Essa sensação acontece porque o conceito do estudo da técnica não está claro o suficiente. Temos o costume de idealizar o estudo da técnica como se fosse um jogo de tabuleiro onde uma casa vem depois da outra e que quando todas tiverem sido percorridas você terá chegado ao fim e portanto “vencido” no jogo da técnica. Esse é um dos maiores enganos ao entender o processo de aprendizado técnico e o maior responsável pelas sensações frustantes de se ter caído de repente em uma casa do tabuleiro que te mande voltar para o início do jogo.
A melhor forma de pensar o estudo técnico é compará-lo, ao invés do tabuleiro, com um quebra-cabeças. O estudo técnico é como a construção de um quebra-cabeças e depois sua montagem, ou seja, no primeiro momento do estudo técnico as peças devem ser construídas para que, no segundo, algumas comecem a se juntar e finalmente no terceiro todas estejam no seu lugar e a figura do quebra-cabeças seja compreendida.
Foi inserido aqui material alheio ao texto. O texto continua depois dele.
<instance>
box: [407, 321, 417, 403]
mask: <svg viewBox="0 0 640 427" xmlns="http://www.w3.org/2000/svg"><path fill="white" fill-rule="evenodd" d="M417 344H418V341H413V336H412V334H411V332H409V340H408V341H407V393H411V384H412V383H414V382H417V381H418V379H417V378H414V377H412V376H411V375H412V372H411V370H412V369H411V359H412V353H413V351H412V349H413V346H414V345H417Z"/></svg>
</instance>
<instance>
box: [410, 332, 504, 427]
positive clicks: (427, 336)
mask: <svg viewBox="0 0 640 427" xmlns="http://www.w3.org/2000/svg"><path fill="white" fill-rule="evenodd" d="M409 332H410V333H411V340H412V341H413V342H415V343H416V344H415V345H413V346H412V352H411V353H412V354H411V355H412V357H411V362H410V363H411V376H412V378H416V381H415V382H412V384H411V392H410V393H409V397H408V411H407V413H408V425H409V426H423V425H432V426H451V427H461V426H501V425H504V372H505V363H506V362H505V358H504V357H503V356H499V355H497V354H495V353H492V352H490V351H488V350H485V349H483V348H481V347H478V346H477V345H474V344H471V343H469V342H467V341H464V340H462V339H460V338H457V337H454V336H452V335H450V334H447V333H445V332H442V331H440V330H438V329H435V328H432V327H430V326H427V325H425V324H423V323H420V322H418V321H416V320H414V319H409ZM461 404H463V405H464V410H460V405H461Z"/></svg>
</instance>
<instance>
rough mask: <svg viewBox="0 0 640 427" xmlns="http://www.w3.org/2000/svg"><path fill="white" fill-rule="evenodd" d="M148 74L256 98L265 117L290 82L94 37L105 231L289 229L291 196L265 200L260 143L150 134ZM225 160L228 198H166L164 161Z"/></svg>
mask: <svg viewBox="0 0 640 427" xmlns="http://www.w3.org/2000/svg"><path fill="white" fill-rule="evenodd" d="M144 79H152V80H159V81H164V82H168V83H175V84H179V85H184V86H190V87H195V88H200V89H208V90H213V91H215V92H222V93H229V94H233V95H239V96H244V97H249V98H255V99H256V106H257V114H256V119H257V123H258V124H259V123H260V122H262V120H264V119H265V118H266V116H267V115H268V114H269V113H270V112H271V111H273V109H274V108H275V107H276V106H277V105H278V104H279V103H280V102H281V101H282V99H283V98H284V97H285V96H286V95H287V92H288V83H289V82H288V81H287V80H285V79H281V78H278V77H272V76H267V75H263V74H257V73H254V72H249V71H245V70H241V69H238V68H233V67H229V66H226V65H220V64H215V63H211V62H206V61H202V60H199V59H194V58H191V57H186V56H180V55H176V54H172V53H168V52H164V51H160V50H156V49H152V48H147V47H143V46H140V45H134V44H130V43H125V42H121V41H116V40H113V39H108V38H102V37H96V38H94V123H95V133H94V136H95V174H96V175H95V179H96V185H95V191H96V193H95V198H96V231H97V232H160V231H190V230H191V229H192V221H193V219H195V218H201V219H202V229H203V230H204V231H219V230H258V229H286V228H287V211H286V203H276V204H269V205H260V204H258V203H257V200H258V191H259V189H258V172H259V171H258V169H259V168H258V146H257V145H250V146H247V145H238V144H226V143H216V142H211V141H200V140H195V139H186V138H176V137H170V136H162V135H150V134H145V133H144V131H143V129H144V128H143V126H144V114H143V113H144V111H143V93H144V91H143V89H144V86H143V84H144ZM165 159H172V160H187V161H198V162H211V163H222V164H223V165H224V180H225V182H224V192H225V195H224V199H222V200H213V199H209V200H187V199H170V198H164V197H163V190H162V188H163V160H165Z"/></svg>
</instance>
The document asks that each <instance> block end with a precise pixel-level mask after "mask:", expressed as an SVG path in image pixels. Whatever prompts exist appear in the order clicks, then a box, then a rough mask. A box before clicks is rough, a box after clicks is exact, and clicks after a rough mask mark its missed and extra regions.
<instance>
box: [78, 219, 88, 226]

A fase da construção das peças é aquela onde se aprende os movimentos técnicos puros, separados do resto, focando em sua coordenação e perfeita execução. Nesta fase, como quando pegamos peças avulsas de um quebra-cabeças, muitas vezes não é possível nem ter uma ideia de qual figura será formada. Analogamente. no canto, nesta fase não se tem nenhuma projeção de como o som ficará: você pode inclusive passar por sons aparentemente desagradáveis, como se pegasse uma peça do quebra-cabeças toda azul escura que sozinha não lhe dirá nada, mas que no contexto com todas as peças juntas será uma parte do fundo de uma noite escura belíssima.
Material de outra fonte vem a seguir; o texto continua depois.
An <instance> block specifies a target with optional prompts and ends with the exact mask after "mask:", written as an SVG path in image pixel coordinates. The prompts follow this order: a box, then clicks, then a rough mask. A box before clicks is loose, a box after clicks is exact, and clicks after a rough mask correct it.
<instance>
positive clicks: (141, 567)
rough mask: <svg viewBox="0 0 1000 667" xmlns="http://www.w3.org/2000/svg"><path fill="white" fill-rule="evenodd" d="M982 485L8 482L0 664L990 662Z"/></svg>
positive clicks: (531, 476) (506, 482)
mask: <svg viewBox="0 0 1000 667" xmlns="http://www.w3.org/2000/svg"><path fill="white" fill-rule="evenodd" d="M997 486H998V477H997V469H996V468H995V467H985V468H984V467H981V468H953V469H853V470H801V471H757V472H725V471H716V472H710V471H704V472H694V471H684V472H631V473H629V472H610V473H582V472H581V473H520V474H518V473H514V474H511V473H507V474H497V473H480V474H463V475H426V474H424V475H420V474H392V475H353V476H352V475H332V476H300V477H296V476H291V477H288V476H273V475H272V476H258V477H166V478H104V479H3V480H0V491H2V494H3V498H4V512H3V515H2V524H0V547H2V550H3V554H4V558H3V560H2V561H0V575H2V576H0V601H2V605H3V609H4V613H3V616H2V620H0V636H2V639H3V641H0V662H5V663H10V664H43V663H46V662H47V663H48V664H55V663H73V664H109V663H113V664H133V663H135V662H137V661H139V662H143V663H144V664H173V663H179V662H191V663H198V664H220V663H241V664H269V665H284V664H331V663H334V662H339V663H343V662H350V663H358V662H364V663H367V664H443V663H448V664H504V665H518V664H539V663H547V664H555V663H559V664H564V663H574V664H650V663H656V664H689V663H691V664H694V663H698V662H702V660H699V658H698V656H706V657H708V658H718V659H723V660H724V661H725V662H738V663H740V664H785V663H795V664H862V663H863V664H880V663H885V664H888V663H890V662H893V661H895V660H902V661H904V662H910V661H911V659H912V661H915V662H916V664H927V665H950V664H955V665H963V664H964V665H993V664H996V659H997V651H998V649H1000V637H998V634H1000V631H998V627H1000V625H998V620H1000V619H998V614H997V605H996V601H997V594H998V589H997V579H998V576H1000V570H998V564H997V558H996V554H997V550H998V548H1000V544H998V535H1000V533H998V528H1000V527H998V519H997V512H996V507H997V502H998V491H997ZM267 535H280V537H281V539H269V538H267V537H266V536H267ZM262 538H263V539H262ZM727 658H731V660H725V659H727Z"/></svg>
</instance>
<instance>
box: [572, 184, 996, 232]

Já na segunda fase, algumas peças podem ser unidas, oferecendo pequenas nuances que podem parecer partes da imagem final, sem que seja possível ainda visualizá-la completamente. Nessa fase o mais importante é o encaixe perfeito de uma peça na outra que, na técnica, equivale à coordenação de dois ou mais movimentos simultaneamente, principalmente aqueles que acontecem de forma antagônica em estruturas próximas (por exemplo: o relaxamento vertical da laringe com o levantamento do zigomático; a movimentação da sustentação com a rearticulação das costelas, etc). Imagine nessa analogia que o quebra-cabeças está sendo montado de forma vertical, o que lhe dará um fator a mais de dificuldade, pois o equilíbrio das peças só acontece quando estão encaixadas perfeitamente. Essa ideia explicita a dificuldade dessa fase, fazer os movimentos sem que um interfira no equilíbrio e na forma do outro.
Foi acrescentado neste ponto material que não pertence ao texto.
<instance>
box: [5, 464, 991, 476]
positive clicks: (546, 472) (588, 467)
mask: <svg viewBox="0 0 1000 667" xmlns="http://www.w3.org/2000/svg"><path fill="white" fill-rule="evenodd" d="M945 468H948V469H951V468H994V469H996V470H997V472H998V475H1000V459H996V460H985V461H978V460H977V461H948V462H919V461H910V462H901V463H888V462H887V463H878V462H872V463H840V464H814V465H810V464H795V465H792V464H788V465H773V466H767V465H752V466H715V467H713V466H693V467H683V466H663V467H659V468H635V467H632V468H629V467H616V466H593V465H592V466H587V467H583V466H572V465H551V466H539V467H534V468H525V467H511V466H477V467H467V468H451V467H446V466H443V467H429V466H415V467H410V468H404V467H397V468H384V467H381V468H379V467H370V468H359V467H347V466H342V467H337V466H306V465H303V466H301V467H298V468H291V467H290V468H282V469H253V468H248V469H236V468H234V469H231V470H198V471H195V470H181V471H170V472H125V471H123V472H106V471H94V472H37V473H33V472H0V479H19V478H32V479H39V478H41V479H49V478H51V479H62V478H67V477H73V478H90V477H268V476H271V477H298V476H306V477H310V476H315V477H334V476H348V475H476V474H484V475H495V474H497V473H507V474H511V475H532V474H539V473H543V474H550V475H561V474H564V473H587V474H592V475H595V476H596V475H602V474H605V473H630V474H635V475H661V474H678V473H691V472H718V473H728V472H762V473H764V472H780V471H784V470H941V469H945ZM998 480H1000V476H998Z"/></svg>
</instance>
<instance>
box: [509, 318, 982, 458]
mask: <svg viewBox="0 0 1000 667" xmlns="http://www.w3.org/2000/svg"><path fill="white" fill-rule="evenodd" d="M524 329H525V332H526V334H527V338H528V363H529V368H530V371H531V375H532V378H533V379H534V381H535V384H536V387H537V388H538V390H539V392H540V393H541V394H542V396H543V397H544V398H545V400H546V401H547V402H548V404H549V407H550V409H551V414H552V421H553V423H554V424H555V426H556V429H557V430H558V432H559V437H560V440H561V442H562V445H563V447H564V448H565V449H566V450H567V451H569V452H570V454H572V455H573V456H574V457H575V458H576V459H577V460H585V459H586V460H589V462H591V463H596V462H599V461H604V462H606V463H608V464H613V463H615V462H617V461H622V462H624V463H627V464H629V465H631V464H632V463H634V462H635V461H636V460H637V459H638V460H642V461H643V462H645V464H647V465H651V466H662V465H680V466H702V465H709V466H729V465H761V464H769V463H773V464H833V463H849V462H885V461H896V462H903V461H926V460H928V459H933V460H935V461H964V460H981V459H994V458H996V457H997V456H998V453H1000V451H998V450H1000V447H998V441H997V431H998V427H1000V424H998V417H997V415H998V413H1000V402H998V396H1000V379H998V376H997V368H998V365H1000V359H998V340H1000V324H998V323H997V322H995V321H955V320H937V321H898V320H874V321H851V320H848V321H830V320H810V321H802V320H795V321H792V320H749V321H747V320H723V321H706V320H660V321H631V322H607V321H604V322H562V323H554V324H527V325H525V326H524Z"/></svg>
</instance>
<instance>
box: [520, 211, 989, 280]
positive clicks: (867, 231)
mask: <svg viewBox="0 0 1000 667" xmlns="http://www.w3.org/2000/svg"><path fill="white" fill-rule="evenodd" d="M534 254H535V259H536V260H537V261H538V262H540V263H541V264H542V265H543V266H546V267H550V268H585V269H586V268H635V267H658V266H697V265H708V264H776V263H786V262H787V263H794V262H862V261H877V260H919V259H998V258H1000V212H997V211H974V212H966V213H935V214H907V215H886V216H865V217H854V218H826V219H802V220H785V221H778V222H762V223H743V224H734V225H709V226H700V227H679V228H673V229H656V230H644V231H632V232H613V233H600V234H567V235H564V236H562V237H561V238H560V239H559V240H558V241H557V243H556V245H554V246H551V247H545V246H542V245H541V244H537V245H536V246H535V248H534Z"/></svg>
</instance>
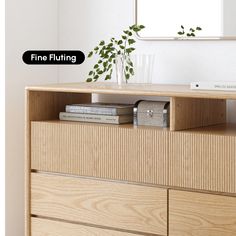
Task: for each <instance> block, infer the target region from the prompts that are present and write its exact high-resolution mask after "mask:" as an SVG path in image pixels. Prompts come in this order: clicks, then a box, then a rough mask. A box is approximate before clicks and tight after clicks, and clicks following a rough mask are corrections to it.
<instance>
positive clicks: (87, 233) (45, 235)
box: [31, 217, 141, 236]
mask: <svg viewBox="0 0 236 236" xmlns="http://www.w3.org/2000/svg"><path fill="white" fill-rule="evenodd" d="M31 232H32V233H31V236H141V235H140V234H133V233H126V232H119V231H114V230H109V229H101V228H95V227H90V226H84V225H79V224H71V223H65V222H58V221H53V220H47V219H40V218H34V217H33V218H31Z"/></svg>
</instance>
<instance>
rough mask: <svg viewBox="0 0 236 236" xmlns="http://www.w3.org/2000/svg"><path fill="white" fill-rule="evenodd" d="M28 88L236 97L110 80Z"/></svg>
mask: <svg viewBox="0 0 236 236" xmlns="http://www.w3.org/2000/svg"><path fill="white" fill-rule="evenodd" d="M26 89H27V90H29V91H50V92H71V93H97V94H123V95H144V96H163V97H190V98H212V99H236V91H235V92H233V91H207V90H191V89H190V85H167V84H127V85H122V86H118V85H117V84H116V83H110V82H102V83H97V82H96V83H86V82H82V83H67V84H49V85H40V86H29V87H26Z"/></svg>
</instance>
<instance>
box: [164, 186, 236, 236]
mask: <svg viewBox="0 0 236 236" xmlns="http://www.w3.org/2000/svg"><path fill="white" fill-rule="evenodd" d="M169 212H170V215H169V233H170V236H235V235H236V198H234V197H225V196H220V195H210V194H202V193H193V192H184V191H174V190H170V192H169Z"/></svg>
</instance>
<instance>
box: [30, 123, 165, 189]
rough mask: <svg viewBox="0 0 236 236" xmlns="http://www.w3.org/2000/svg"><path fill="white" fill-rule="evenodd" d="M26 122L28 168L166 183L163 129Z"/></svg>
mask: <svg viewBox="0 0 236 236" xmlns="http://www.w3.org/2000/svg"><path fill="white" fill-rule="evenodd" d="M31 124H32V138H31V144H32V149H31V168H32V169H36V170H43V171H52V172H61V173H69V174H75V175H83V176H94V177H101V178H106V179H117V180H125V181H134V182H143V183H152V184H163V185H165V184H167V177H168V171H167V165H168V162H167V153H168V132H165V131H160V130H157V129H151V128H137V129H135V128H133V127H132V126H131V125H127V126H126V125H120V126H117V125H102V124H88V123H78V122H60V121H57V122H32V123H31Z"/></svg>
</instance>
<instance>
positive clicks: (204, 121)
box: [170, 97, 226, 131]
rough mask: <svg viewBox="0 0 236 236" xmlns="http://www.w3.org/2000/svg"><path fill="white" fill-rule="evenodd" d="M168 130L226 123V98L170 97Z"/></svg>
mask: <svg viewBox="0 0 236 236" xmlns="http://www.w3.org/2000/svg"><path fill="white" fill-rule="evenodd" d="M170 102H171V110H170V130H171V131H174V130H176V131H177V130H185V129H190V128H197V127H204V126H209V125H216V124H224V123H226V100H222V99H221V100H220V99H198V98H176V97H173V98H171V101H170Z"/></svg>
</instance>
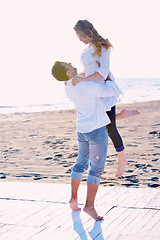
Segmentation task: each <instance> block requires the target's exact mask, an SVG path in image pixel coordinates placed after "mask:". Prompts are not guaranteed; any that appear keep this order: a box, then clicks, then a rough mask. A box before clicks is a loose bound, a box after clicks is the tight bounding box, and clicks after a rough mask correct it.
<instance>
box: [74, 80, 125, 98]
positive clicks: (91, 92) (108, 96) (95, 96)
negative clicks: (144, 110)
mask: <svg viewBox="0 0 160 240" xmlns="http://www.w3.org/2000/svg"><path fill="white" fill-rule="evenodd" d="M79 84H80V83H79ZM86 84H87V85H86V89H87V92H88V94H89V95H91V96H93V97H95V98H106V97H113V96H119V95H120V94H121V91H120V89H119V88H118V86H117V85H116V83H115V82H112V81H107V82H106V83H105V84H98V83H95V82H86Z"/></svg>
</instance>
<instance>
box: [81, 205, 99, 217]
mask: <svg viewBox="0 0 160 240" xmlns="http://www.w3.org/2000/svg"><path fill="white" fill-rule="evenodd" d="M83 211H84V212H85V213H87V214H88V215H89V216H91V217H92V218H93V219H94V220H95V221H102V220H103V217H100V216H98V214H97V212H96V210H95V208H94V207H86V206H85V207H84V208H83Z"/></svg>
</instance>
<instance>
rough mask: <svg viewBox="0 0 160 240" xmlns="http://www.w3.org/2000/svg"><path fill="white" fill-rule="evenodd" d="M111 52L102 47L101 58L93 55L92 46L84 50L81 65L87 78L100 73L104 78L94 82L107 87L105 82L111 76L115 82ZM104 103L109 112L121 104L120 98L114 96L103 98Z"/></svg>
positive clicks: (106, 109)
mask: <svg viewBox="0 0 160 240" xmlns="http://www.w3.org/2000/svg"><path fill="white" fill-rule="evenodd" d="M110 52H111V49H110V48H108V49H107V50H106V48H104V47H102V50H101V56H100V57H99V56H97V55H95V56H94V55H93V53H94V48H93V46H92V45H91V46H88V47H87V48H85V49H84V51H83V52H82V54H81V63H82V65H83V72H84V73H85V75H86V77H87V76H89V75H91V74H93V73H96V72H98V73H100V74H101V75H102V77H101V78H99V79H96V80H93V81H95V82H97V83H99V84H104V85H105V84H106V82H105V81H104V80H105V79H106V78H107V76H108V75H109V77H110V79H111V80H112V81H114V82H115V79H114V76H113V75H112V73H111V72H110ZM98 63H99V64H98ZM117 87H118V86H117ZM121 94H122V92H121ZM102 101H103V103H104V105H105V110H106V111H109V110H110V109H111V107H113V106H115V105H116V104H117V102H119V98H118V96H114V97H109V98H103V99H102Z"/></svg>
E por fim, na última fase, todas as peças devem ser unidas. Ainda pensando no quebra-cabeças montado de forma vertical, o equilíbrio total só vai acontecer quando todas as peças forem encaixadas, criando um conjunto estável o suficiente até para que seja possível emoldurar a imagem formada e finalmente poder visualizá-la completamente. O todo vai fazer sentido completo apenas nesse momento.
Por isso, quando a sensação de ter voltado para a primeira aula aparecer, pense que você não está voltando para o início do jogo do tabuleiro e sim que você está manuseando essa peça (movimento técnico) construída nas primeiras aulas para juntar uma com a outra e que para isso, a forma dessa peça (o correto movimento) deve estar muito clara e para isso ser reestudada. Assim, como na montagem do quebra-cabeças, nenhum movimento técnico (peça) é ultrapassado e esquecido por já ter sido percorrido, o que acontece é que todos movimentos estudados (as peças) devem permanecer lá para que seja possível montar um som (uma imagem) que possua tudo que foi estudado ao mesmo tempo.
Nunca imite um movimento de outro cantor, cada instrumento é diferente
e pode ter diversas alterações devido a conformações musculares próprias.